Daylight’s Coastline data contains detailed polygons representing global land area assembled from OpenStreetMap data. The sample image above shows Southeast Asia, Indonesia, Malaysia, and the Philippines. Each closed polygon is built from raw OpenStreetMap natural=coastline data, subdivided into optimal regions of similar complexity the excellent OSMCoastline tool.

The extent of worldwide data is shown below.

Coastline World

How To Use

Coastlines data is distributed as an Esri Shapefile compatible with all GIS software. To import it to PostgreSQL, use the PostGIS shp2pgsql data loader.

Current Downloads

Advantage Of Daylight Coastlines

Coastlines in OpenStreetMap are challenging for map rendering, and typically come from a coastline rendering program that converts worldwide ways with natural=coastline tags into closed land/sea polygons and coastal linestrings.

The main problem of showing coastlines from OSM data is that many renderers really need closed polygons. The polygon can (and normally should) be made of several ways, but the ways should join end-to-end and eventually loop back round without interruption, to close the polygon.
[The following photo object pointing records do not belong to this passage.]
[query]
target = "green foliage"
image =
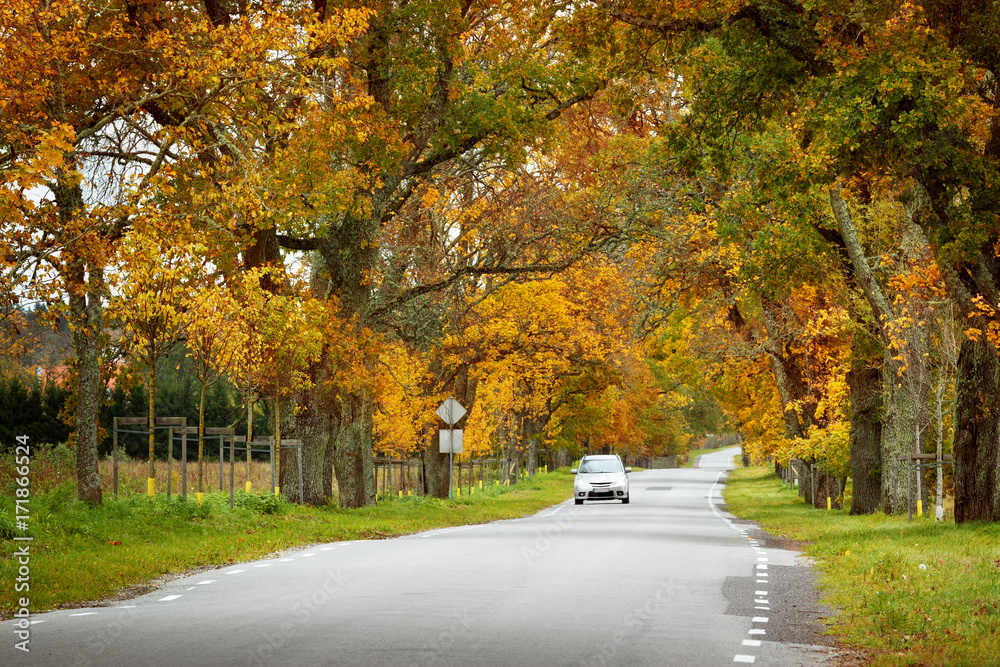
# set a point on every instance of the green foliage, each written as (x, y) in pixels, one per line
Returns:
(918, 592)
(85, 552)
(28, 409)
(261, 503)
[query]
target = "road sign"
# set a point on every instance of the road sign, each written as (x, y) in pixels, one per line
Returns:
(451, 441)
(450, 411)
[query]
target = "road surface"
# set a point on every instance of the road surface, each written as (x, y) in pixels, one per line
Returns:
(669, 579)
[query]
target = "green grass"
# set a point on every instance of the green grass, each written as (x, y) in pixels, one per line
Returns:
(944, 613)
(695, 453)
(85, 553)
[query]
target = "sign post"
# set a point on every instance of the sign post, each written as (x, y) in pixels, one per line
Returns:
(451, 440)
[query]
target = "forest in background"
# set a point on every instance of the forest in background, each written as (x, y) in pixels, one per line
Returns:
(594, 223)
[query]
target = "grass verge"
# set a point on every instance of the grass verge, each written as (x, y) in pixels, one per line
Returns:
(909, 593)
(693, 455)
(83, 553)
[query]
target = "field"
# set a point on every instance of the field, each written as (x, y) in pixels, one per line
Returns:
(81, 553)
(908, 593)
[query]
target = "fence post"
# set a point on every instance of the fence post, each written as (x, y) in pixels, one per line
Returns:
(114, 455)
(301, 492)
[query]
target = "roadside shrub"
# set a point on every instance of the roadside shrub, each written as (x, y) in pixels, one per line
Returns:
(261, 503)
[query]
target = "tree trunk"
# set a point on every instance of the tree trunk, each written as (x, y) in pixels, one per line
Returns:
(898, 439)
(976, 456)
(352, 458)
(435, 470)
(865, 388)
(87, 316)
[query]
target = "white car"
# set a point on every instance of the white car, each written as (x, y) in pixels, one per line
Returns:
(601, 477)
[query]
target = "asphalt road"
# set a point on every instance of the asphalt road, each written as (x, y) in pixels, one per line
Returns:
(669, 579)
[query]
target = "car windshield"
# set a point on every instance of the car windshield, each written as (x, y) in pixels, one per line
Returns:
(601, 465)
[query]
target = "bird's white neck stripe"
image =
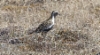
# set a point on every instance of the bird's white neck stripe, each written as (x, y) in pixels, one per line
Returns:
(53, 20)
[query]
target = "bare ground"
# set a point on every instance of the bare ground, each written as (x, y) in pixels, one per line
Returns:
(76, 30)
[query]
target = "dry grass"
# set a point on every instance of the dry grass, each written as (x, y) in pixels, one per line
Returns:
(76, 31)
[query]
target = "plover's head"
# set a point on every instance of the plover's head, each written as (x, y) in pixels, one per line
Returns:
(54, 13)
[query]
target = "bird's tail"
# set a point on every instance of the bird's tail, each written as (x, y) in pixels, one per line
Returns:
(30, 32)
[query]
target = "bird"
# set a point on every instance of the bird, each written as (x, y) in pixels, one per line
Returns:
(48, 24)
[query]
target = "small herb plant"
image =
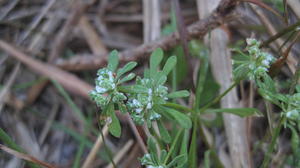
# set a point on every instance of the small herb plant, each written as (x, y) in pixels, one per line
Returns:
(149, 102)
(143, 100)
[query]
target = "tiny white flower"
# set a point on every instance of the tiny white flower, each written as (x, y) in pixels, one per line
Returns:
(149, 105)
(100, 89)
(138, 110)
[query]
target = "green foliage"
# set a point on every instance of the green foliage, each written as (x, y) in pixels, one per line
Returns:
(255, 64)
(139, 99)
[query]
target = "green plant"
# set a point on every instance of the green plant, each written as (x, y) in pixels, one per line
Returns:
(149, 102)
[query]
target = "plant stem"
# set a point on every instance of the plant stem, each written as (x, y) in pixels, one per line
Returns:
(174, 143)
(217, 99)
(273, 142)
(281, 33)
(178, 107)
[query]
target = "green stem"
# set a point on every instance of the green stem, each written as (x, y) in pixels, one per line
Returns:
(178, 107)
(174, 143)
(217, 99)
(281, 33)
(273, 143)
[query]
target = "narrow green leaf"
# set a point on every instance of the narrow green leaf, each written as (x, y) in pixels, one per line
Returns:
(114, 127)
(298, 88)
(177, 94)
(127, 78)
(122, 108)
(178, 160)
(113, 60)
(128, 67)
(183, 120)
(295, 140)
(165, 136)
(152, 150)
(207, 159)
(147, 73)
(160, 78)
(242, 112)
(155, 59)
(133, 89)
(170, 64)
(163, 154)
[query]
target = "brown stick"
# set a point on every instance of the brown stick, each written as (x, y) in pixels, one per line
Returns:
(25, 157)
(69, 81)
(197, 30)
(59, 42)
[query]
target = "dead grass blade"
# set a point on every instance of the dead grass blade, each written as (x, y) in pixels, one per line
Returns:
(69, 81)
(223, 14)
(25, 157)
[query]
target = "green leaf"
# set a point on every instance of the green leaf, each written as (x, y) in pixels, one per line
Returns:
(127, 78)
(183, 120)
(298, 88)
(122, 108)
(207, 159)
(133, 89)
(155, 59)
(170, 64)
(163, 154)
(165, 136)
(128, 67)
(160, 78)
(146, 73)
(113, 60)
(114, 127)
(152, 150)
(178, 160)
(177, 94)
(295, 141)
(242, 112)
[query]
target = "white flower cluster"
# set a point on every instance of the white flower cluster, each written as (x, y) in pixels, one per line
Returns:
(260, 61)
(294, 113)
(106, 83)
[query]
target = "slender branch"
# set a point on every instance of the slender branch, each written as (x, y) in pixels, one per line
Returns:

An imperfect coastline with many small gaps, reversed ways and other defects will cause the polygon to break, and the coastline to be rendered incorrectly. – OSM wiki

All coastline data in Daylight has been compared to underlying satellite imagery to check its likelihood of representing valid geographic features. Our editing team fixes common coastal data errors such as misalignments, missing islands, and omissions in small detailed coastal features.